The answer is… build their vocabulary! Without a strong vocabulary, children are much less able to self-monitor and self-check their reading. They might successfully sound out a complex word, but without having heard it before, they won’t have that “ah ha!” moment of comprehension. And what’s the best way to build their vocabulary? Read to them! Read aloud books that help build their auditory vocabulary. Reading aloud also helps build another area that is so important to reading comprehension: background knowledge.
Background knowledge is key!
As a teacher, I know that taking a moment to make sure that my students have some background knowledge about the text we’re about to read will pay off exponentially in their comprehension. It could be a quick discussion about holiday traditions that they have before we start to read a text about the holidays. It could be a quick video about the water cycle before we start to read a science text. Building background knowledge levels the playing field for those who don’t have it, and boosts language comprehension.
And Finally, the Goal: READING COMPREHENSION!
Even with excellent decoding and language comprehension, every child benefits from having a “toolbox” of strategies to help with their reading comprehension.
Reading Comprehension Strategies
Here’s a list of the best strategies to teach your child to support their reading comprehension:
As you read, pause to visualize a concept, character, or scene. This can be done through mental imagery and talking, “What do you picture the dog to look like? Why? What does the room look like?” Or, take a moment to draw a picture.

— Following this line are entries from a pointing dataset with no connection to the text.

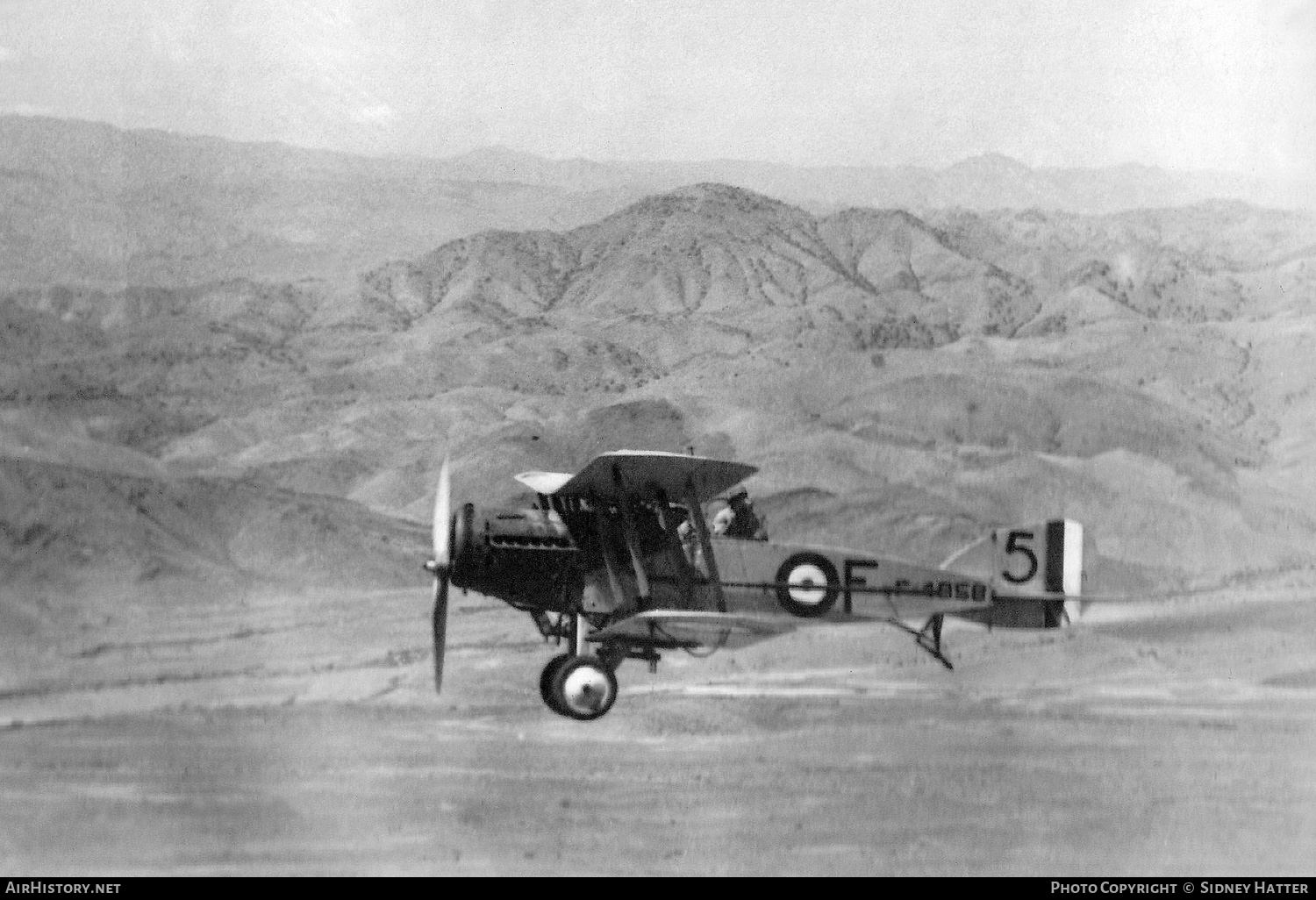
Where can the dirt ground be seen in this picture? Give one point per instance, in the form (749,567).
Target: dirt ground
(300,734)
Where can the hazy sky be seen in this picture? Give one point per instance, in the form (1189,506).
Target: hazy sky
(1179,83)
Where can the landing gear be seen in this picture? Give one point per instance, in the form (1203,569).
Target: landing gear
(578,687)
(581,683)
(929,639)
(547,678)
(926,637)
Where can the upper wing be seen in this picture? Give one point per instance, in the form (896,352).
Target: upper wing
(544,482)
(687,628)
(642,473)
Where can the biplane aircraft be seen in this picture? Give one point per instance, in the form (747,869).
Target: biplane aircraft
(603,563)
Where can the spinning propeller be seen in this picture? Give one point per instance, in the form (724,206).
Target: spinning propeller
(441,565)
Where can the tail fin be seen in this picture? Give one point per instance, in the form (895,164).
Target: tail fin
(1039,573)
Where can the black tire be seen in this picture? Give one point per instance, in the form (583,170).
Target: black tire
(583,689)
(799,599)
(547,676)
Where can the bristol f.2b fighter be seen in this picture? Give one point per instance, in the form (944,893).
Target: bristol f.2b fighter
(618,562)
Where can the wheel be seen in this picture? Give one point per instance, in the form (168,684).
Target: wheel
(547,682)
(583,689)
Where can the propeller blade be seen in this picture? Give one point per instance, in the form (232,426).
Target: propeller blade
(440,625)
(442,518)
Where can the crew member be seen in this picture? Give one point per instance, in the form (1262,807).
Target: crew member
(739,518)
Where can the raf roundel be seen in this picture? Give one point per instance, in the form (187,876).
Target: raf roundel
(807,584)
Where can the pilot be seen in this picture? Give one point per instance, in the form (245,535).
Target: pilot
(739,518)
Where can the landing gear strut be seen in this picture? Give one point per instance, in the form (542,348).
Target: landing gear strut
(579,684)
(926,637)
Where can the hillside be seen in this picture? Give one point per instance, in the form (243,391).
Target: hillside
(905,382)
(92,205)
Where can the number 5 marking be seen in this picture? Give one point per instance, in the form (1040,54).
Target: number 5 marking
(1015,545)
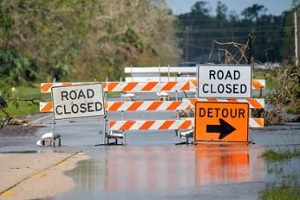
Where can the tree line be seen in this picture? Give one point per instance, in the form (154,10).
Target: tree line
(201,33)
(93,40)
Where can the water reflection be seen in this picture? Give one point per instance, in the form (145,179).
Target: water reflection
(153,168)
(228,163)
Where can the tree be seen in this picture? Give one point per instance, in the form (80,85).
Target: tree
(254,12)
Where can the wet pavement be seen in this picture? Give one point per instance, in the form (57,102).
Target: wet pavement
(151,166)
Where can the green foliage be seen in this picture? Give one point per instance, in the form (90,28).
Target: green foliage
(199,28)
(287,92)
(16,67)
(284,192)
(273,156)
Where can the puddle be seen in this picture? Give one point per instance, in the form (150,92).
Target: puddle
(169,172)
(21,152)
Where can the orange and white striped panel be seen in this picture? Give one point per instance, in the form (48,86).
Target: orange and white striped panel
(253,103)
(143,125)
(147,105)
(129,86)
(146,86)
(257,84)
(150,125)
(133,106)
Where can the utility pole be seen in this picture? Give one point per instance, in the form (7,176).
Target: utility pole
(296,38)
(187,43)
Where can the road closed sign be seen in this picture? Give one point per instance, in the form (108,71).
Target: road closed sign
(221,122)
(224,81)
(78,101)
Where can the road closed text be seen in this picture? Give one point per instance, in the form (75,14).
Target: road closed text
(224,81)
(82,107)
(78,101)
(228,88)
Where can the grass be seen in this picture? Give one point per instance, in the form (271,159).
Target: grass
(289,189)
(273,156)
(25,101)
(284,192)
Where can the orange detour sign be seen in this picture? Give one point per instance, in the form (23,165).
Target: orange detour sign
(221,121)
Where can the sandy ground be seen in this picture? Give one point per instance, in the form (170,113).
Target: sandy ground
(36,175)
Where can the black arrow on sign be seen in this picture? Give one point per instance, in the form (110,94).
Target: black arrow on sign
(224,129)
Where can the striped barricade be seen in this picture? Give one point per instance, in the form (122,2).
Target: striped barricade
(153,86)
(182,124)
(143,125)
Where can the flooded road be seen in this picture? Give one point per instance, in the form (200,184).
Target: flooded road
(204,171)
(151,166)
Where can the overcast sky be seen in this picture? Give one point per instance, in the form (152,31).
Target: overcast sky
(275,7)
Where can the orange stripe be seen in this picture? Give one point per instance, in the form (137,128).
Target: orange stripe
(193,101)
(166,125)
(104,84)
(48,107)
(115,106)
(45,87)
(232,100)
(149,86)
(111,86)
(254,103)
(174,105)
(256,84)
(127,125)
(186,86)
(111,123)
(212,99)
(194,82)
(154,105)
(169,86)
(130,86)
(66,83)
(135,105)
(260,121)
(147,125)
(185,125)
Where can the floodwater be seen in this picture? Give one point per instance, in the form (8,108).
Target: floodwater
(151,166)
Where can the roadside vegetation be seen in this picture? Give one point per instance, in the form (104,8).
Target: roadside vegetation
(287,186)
(46,41)
(274,156)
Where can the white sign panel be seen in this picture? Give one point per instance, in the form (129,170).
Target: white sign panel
(224,81)
(78,101)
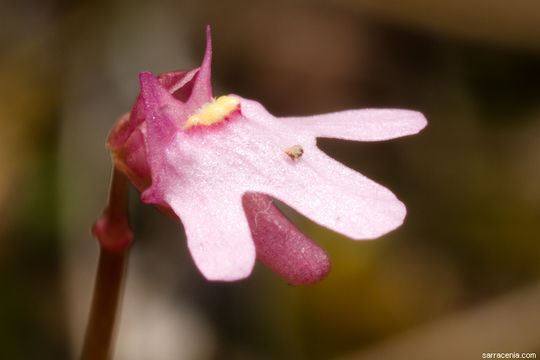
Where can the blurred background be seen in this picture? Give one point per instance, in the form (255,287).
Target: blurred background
(459,278)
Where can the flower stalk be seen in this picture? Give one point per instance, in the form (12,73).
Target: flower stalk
(114,237)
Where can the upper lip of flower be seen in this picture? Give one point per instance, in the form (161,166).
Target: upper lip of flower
(202,175)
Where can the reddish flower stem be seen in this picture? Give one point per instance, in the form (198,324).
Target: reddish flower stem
(114,237)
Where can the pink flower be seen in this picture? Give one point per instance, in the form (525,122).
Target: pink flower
(215,164)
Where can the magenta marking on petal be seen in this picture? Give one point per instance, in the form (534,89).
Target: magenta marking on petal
(160,110)
(281,246)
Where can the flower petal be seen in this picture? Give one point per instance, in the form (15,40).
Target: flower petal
(202,88)
(281,246)
(217,233)
(361,125)
(337,197)
(160,109)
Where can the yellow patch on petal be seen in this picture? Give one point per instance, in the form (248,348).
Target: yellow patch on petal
(294,152)
(213,112)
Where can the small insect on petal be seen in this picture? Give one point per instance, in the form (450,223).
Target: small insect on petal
(294,152)
(213,112)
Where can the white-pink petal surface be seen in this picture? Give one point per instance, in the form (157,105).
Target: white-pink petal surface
(361,125)
(218,179)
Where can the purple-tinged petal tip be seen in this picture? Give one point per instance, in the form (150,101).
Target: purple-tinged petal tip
(281,246)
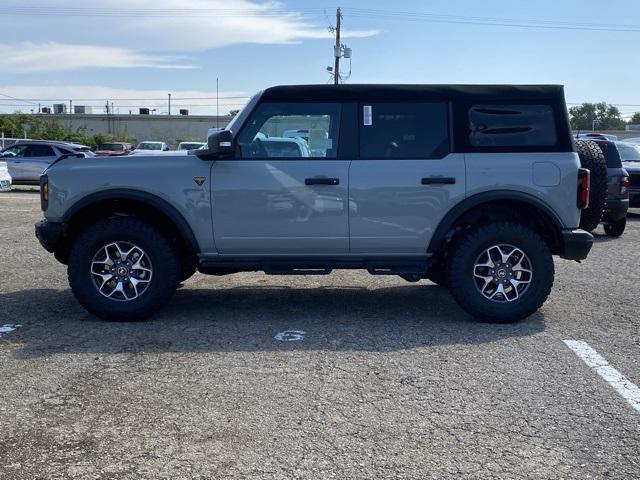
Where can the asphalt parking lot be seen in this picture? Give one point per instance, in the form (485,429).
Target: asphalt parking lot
(342,376)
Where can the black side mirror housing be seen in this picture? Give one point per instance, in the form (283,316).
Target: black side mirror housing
(219,145)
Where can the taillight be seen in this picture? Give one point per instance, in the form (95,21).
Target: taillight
(584,182)
(625,184)
(44,192)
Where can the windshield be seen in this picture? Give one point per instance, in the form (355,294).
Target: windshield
(150,146)
(628,152)
(113,147)
(190,146)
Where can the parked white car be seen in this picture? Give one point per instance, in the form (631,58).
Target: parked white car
(5,178)
(154,146)
(190,145)
(157,153)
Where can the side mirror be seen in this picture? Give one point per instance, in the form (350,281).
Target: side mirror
(219,145)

This is such a crucial skill! Teach your child to pause and monitor their reading. Does what I just read make sense? Do I need to re-read it? This ability to self-check and self-monitor their reading is so important! Otherwise a child will just plow through their reading without actually pausing to ask… “wait… what did I just read?”
- Making connections
What connections can be made with their own experiences? How can they relate what they are reading to their own background knowledge? Does a character remind them of a family member? Does a scene remind them of something that happened to them?
Ask your child to retell in his or her own words what just happened. I remember doing this during a difficult reading of The Hobbit with a group of seventh graders. Every paragraph we would stop and I would say, “Wait… what?” Use post-its as a way to keep these summarizing notes handy.

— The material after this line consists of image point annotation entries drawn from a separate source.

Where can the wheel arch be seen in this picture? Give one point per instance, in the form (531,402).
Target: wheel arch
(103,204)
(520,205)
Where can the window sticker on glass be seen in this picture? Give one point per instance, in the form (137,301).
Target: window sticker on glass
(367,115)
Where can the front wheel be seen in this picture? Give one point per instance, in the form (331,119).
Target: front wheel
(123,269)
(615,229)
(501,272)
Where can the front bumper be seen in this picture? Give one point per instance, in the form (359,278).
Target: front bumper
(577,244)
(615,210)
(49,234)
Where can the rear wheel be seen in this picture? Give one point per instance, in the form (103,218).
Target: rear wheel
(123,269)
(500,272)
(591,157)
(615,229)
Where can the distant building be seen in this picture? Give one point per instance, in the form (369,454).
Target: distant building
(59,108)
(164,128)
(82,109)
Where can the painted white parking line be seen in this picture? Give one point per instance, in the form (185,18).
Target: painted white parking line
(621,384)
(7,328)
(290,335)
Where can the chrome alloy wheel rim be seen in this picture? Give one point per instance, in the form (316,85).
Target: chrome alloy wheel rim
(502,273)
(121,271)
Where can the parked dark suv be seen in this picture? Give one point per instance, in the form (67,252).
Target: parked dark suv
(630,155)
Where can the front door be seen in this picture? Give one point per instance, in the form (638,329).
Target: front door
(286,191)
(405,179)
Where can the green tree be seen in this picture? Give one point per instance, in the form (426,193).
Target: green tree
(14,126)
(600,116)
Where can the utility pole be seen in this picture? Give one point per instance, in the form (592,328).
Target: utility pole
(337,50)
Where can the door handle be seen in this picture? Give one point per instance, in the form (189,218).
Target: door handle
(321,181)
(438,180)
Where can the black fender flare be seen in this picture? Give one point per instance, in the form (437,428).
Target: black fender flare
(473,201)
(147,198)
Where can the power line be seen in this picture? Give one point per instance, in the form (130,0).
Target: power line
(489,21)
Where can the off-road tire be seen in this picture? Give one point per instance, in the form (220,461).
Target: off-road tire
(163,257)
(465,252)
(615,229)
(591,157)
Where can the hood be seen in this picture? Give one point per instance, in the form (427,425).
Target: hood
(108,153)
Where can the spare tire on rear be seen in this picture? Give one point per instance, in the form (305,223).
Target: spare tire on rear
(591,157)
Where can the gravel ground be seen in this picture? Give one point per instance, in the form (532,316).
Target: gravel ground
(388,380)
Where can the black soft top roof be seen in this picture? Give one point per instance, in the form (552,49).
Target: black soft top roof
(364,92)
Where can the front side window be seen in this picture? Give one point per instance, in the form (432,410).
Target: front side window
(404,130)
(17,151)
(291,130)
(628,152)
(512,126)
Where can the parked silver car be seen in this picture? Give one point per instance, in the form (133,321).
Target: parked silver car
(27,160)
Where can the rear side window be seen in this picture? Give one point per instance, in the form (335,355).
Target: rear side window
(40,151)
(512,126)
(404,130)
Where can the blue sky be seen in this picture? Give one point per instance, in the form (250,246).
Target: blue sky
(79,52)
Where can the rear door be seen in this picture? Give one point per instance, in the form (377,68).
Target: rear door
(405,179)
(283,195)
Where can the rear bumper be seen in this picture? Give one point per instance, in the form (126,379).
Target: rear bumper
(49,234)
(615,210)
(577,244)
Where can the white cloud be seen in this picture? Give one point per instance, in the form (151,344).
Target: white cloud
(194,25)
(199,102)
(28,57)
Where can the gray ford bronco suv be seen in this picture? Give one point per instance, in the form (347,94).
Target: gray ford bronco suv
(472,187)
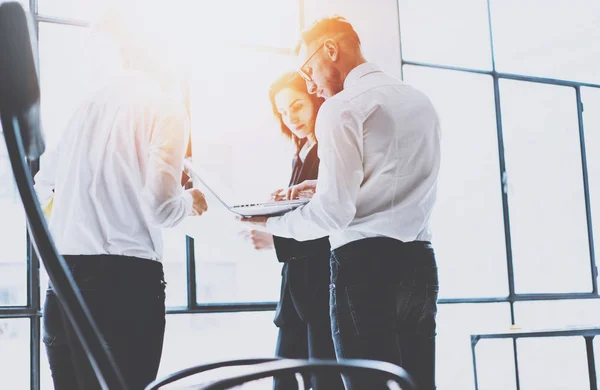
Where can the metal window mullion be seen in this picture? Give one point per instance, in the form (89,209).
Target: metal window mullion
(33,264)
(586,190)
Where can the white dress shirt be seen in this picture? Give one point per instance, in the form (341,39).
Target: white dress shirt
(116,172)
(379,146)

- Asking questions and making predictions
What do you wonder about? What do you want to know more about? What do you need clarification on? And, what predictions can you make?
It’s tempting to think that you can only apply these strategies to complex texts with older children. But, these strategies can be done with very young children using very simple texts!
I was reading a very simple book about a little boy who really wanted to get cookies from the top shelf of the cupboard with my kindergarten reading group. We were visualizing, self-monitoring, retelling, making connections with our own cookie experiences, and making lots of predictions!
And that’s the final piece of advice about comprehension. Don’t treat it like a separate skill from reading. Embed it in your daily reading experiences with your child. Teach them to use these strategies as part of being a skillful reader from an early age, and it will pay off for years to come!